How to Identify Any Font on Any Website Without DevTools
Patrick Bushe
November 26, 2025 · 5 min read
You're browsing a website and the typography catches your eye. The headings have a distinctive weight and character. The body text is perfectly readable. You want to use that font in your own project, but you have no idea what it's called.
The developer approach is to right-click, select Inspect Element, navigate the DOM tree to find the text element, then read the computed font-family CSS property. For non-developers, this process is intimidating and confusing. Even for developers, it's tedious when you just want a quick font identification.
Font Detector makes identification instant. Activate the extension and hover over any text on any web page.
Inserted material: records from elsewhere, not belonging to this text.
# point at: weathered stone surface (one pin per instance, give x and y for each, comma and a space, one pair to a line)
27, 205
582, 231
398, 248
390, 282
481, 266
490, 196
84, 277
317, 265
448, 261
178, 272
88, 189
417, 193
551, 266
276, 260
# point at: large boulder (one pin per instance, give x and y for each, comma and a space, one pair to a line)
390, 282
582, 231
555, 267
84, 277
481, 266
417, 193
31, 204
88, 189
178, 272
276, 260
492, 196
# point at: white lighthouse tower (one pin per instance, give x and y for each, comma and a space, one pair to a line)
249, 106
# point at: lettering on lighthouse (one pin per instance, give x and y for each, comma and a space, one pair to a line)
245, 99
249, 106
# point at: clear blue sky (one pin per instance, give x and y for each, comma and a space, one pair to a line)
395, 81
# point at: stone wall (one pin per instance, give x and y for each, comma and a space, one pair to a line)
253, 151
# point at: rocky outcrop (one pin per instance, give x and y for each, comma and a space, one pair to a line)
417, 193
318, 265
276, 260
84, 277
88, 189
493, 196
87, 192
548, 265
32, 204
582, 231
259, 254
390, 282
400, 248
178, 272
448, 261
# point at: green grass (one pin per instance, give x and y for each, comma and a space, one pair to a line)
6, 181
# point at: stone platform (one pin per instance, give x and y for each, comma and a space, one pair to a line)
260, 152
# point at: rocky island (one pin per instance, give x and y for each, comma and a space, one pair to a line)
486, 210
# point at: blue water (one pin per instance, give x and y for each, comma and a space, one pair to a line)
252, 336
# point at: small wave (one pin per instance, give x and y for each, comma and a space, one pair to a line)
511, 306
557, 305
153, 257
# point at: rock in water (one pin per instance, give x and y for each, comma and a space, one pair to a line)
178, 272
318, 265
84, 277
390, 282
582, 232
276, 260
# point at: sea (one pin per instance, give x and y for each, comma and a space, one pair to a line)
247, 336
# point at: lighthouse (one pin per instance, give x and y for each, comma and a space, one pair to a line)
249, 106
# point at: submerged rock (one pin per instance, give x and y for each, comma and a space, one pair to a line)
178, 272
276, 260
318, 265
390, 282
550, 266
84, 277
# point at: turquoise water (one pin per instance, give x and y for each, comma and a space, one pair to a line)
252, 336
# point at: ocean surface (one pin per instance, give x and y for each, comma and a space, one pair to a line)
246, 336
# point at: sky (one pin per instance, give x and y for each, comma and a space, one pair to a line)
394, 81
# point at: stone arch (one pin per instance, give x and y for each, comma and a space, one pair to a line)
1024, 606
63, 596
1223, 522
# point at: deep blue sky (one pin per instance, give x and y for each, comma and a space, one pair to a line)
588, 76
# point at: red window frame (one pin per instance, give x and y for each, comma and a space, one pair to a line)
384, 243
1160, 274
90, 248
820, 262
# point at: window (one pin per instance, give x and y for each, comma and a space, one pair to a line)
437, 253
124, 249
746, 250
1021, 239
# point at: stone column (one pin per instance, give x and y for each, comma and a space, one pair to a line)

A tooltip appears showing the font family, weight, size, line height, and color. Hover over a heading — "Playfair Display, 36px, 700." Hover over body text — "Inter, 16px, 400." Hover over a button — "SF Pro, 14px, 600."
The extension also shows where the font comes from. Is it a Google Font that's freely available? An Adobe Font that requires a Creative Cloud subscription? A system font that's already on your computer? This information determines whether you can actually use the font in your project.
For designers, Font Detector turns every website into a typography reference library. Instead of browsing font catalogs hoping to find something that looks right, you can find real-world examples of fonts in use and identify them immediately. Seeing how a font looks in context — at different sizes, weights, and with real content — is far more useful than previewing it in a font catalog with sample text.